【バイタルエリアの仕事人】vol.20 千葉和彦|新潟はプロにしてもらったチーム。サポーターにはJ1で戦っている姿を見せて恩返ししたい

【バイタルエリアの仕事人】vol.20 千葉和彦|新潟はプロにしてもらったチーム。サポーターにはJ1で戦っている姿を見せて恩返ししたい

千葉は今季、第24節・群馬戦後に人生で初めてのギックリ腰となり、約1か月以上、戦列離脱を余儀なくされた。写真:徳原隆元



 攻守の重要局面となる「バイタルエリア」で輝く選手たちのサッカー観に迫る連載インタビューシリーズ「バイタルエリアの仕事人」。第20回は、昨シーズン、10年ぶりにアルビレックス新潟に復帰したDF千葉和彦だ。

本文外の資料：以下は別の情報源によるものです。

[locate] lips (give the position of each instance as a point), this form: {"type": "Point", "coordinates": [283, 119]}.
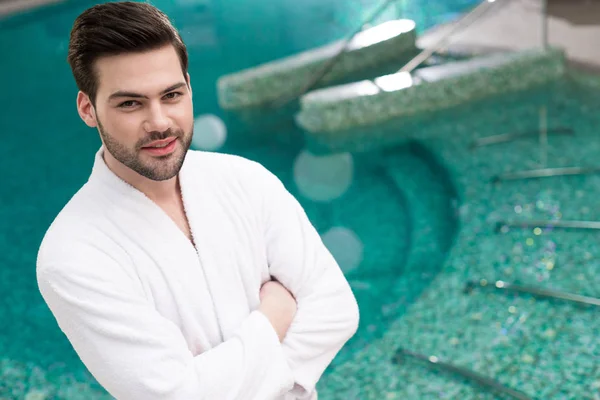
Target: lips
{"type": "Point", "coordinates": [159, 143]}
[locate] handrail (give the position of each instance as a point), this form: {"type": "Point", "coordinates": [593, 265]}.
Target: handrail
{"type": "Point", "coordinates": [283, 100]}
{"type": "Point", "coordinates": [474, 14]}
{"type": "Point", "coordinates": [477, 12]}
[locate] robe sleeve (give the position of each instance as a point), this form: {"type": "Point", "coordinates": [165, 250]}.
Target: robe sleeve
{"type": "Point", "coordinates": [135, 353]}
{"type": "Point", "coordinates": [327, 315]}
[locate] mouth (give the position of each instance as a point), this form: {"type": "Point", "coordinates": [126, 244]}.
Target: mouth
{"type": "Point", "coordinates": [161, 147]}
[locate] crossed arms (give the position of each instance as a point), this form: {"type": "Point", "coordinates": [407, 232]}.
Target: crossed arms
{"type": "Point", "coordinates": [135, 353]}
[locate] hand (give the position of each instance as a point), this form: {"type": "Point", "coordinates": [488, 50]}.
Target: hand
{"type": "Point", "coordinates": [278, 305]}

 前編では、松橋力蔵新監督の印象や、ポゼッションサッカーを志向するチームでの攻撃への関わり方、チームメイトの成長などを語ってもらった。後編では、CBを本職とする千葉の守備に対する思考や流儀、J1昇格への想いなどを深く掘り下げていく。

 まずは、今季の負傷離脱について。千葉は7月2日の第24節・群馬戦後に腰の痛みを訴え、チームを離脱。その後、約1か月以上にわたって試合に出られない時期が続いたなかで、どうチームをサポートしていたのか。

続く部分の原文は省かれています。